In recent years, extreme weather events have occurred more frequently, and the impact of global warming cannot be ignored. According to NCC, the heavy rainfall in southern China is caused by the increasing instability of the atmospheric circulation system due to global warming and the ongoing La Nina event.
The latest forecast from the World Meteorological Organization (WMO), issued on June 10, gives a 50 to 60 percent chance of La Nina persisting until July or September. The U.S. National Oceanic and Atmospheric Administration’s Climate Prediction Centre has forecast a 51 percent chance of La Niña in early 2023.
The occurrence of two consecutive La Nina winters in the Northern Hemisphere is common, but having three in a row is relatively rare. It would only be the third “triple-dip La Nina” (three consecutive northern hemisphere winters of La Nina conditions) since 1950, according to WMO.
The current La Nina event started in September 2020 and continued through mid-May 2022 across the tropical Pacific, and it has strengthened since March 2022.
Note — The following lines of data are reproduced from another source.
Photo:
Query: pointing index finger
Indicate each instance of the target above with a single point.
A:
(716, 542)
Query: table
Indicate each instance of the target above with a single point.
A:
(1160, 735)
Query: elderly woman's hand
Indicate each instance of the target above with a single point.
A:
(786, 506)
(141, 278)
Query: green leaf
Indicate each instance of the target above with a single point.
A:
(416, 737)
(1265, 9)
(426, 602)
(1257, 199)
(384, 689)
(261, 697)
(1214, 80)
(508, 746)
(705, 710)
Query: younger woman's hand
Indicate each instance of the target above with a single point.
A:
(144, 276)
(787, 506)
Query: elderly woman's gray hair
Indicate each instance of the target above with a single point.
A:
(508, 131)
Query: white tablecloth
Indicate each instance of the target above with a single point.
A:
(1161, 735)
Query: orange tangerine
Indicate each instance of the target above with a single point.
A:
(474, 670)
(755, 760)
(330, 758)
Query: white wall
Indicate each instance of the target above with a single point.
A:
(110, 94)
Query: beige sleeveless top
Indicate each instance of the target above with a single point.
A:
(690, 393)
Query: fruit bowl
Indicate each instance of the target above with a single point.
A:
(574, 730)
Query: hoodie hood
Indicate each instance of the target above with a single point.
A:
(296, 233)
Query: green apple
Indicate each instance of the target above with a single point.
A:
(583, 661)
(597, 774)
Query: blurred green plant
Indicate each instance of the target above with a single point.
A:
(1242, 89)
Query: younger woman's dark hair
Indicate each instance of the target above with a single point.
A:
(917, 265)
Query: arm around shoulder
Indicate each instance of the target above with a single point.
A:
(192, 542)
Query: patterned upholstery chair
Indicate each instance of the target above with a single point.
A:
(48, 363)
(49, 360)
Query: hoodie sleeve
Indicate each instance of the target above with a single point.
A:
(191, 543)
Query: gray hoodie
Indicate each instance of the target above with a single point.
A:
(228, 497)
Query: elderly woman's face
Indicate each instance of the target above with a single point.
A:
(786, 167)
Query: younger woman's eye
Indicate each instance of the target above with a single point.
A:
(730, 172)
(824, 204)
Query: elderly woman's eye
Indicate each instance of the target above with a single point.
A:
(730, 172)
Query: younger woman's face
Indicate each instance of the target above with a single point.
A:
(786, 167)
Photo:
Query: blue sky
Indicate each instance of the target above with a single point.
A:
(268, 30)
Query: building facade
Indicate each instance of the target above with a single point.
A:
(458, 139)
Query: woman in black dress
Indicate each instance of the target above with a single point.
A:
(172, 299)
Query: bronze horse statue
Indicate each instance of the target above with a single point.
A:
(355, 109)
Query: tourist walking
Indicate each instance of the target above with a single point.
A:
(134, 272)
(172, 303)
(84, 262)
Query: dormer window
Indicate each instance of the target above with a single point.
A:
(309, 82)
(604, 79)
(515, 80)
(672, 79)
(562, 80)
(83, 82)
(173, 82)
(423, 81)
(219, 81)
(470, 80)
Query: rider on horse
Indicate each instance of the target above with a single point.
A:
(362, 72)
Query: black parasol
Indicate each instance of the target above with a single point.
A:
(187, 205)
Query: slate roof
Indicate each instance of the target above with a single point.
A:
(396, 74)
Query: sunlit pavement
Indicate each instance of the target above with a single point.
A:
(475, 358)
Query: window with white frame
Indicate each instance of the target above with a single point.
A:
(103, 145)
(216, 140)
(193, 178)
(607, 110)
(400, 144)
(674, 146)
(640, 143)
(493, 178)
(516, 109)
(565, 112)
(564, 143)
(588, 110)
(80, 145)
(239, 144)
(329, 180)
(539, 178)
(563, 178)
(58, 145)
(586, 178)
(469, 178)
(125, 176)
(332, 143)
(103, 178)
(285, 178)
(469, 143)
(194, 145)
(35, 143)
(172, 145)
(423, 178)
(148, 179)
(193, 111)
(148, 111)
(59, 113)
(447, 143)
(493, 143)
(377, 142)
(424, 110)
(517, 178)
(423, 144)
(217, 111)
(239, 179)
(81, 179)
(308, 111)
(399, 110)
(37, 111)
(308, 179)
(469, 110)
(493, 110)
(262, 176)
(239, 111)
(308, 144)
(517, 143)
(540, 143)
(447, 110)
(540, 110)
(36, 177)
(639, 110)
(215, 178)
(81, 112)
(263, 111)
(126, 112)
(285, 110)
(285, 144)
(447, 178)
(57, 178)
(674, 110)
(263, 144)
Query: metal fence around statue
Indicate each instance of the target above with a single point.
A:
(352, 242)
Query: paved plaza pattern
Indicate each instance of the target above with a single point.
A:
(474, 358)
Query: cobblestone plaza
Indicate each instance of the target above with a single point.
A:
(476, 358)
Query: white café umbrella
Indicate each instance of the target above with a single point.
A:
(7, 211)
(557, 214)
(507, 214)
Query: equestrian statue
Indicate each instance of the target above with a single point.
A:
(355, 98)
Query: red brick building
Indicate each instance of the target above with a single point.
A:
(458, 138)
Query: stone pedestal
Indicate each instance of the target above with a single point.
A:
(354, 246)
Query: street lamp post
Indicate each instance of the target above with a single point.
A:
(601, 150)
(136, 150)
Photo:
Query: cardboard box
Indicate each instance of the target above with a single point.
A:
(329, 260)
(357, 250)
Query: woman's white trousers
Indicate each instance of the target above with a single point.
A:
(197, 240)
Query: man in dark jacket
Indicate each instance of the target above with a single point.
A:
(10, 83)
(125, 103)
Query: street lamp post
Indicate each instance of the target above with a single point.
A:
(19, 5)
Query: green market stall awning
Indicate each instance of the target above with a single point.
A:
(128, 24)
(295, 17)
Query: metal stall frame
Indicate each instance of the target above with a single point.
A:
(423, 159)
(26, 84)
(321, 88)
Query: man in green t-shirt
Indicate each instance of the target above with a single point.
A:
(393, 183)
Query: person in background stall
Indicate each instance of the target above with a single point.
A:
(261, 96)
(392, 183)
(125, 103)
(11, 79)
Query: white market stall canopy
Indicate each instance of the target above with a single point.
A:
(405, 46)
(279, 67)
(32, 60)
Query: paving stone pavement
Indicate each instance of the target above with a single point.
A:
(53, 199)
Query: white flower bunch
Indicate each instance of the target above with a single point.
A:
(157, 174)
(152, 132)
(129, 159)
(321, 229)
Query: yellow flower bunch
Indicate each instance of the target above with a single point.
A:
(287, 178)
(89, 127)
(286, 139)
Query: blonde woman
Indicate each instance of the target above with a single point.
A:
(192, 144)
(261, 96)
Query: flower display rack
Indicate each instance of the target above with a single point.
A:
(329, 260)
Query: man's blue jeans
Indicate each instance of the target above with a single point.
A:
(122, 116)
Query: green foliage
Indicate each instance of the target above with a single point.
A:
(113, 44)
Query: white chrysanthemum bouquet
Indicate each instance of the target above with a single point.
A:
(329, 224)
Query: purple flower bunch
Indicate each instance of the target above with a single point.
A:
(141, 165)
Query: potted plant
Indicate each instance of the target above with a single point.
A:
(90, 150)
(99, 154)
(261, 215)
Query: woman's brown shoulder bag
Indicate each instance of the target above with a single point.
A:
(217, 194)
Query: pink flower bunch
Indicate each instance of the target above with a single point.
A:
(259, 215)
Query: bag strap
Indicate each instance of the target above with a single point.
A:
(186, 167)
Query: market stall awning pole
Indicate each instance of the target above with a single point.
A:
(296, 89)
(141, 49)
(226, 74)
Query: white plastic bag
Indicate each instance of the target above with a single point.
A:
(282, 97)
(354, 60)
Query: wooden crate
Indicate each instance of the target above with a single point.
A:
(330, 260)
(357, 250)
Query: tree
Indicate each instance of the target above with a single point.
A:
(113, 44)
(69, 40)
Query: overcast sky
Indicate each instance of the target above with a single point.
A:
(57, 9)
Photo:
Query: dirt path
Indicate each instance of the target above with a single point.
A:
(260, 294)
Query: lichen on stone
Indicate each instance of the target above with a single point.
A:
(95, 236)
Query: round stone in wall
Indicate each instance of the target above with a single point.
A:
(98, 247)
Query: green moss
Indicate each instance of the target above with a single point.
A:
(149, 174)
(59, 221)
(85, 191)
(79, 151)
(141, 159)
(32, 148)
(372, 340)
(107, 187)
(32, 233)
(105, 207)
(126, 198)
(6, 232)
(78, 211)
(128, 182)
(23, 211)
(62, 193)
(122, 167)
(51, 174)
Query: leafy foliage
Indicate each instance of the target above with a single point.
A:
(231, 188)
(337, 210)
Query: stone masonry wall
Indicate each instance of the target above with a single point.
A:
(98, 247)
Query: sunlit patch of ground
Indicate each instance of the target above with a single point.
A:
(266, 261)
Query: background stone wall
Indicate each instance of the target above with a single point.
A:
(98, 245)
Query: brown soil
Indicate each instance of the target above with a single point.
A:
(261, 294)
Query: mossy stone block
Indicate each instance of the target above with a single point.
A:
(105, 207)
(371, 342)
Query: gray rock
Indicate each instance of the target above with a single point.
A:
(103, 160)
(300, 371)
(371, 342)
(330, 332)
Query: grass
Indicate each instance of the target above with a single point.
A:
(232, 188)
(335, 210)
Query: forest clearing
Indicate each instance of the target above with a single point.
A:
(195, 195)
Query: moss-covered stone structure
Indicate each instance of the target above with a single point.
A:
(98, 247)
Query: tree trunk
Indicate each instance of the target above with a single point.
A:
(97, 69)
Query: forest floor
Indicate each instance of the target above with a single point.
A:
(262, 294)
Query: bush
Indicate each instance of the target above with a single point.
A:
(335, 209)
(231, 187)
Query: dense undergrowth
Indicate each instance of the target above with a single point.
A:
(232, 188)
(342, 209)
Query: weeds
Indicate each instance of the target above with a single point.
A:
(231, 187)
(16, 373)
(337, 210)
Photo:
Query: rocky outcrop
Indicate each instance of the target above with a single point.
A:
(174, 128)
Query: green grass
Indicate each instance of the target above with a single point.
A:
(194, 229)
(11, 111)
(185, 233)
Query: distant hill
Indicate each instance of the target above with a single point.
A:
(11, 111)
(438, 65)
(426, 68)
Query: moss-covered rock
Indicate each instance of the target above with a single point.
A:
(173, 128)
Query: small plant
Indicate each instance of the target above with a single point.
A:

La Nina refers to the large-scale cooling of the ocean surface temperatures in the central and eastern equatorial Pacific ocean, coupled with changes in the tropical atmospheric circulation, namely winds, pressure and rainfall. According to Nature magazine, more La Nina events would increase the chance of flooding in southeast Asia, boost the risk of droughts and wildfires in the southwestern United States, and create a different pattern of hurricanes, cyclones and monsoons across the Pacific and Atlantic oceans, as well as give rise to other regional changes.
So far, the impact of La Nina events on the weather in China is more obvious. “The subtropical high in China tends to be northward, which indicates that in the coming months, the rainy season in the northern China may be earlier, and the typhoon activity in the south may be relatively more,” said Hu Xiao, Chief meteorological analyst of Weather China, the China Meteorological Administration's online weather service.
In the background of La Nina events, the overall rainfall characteristics of China during the flood season this year are likely to be more rains in the northern China and South China, less rain in the regions from the Yangtze to Huaihe rivers, and in the regions south of the Yangtze River, he added.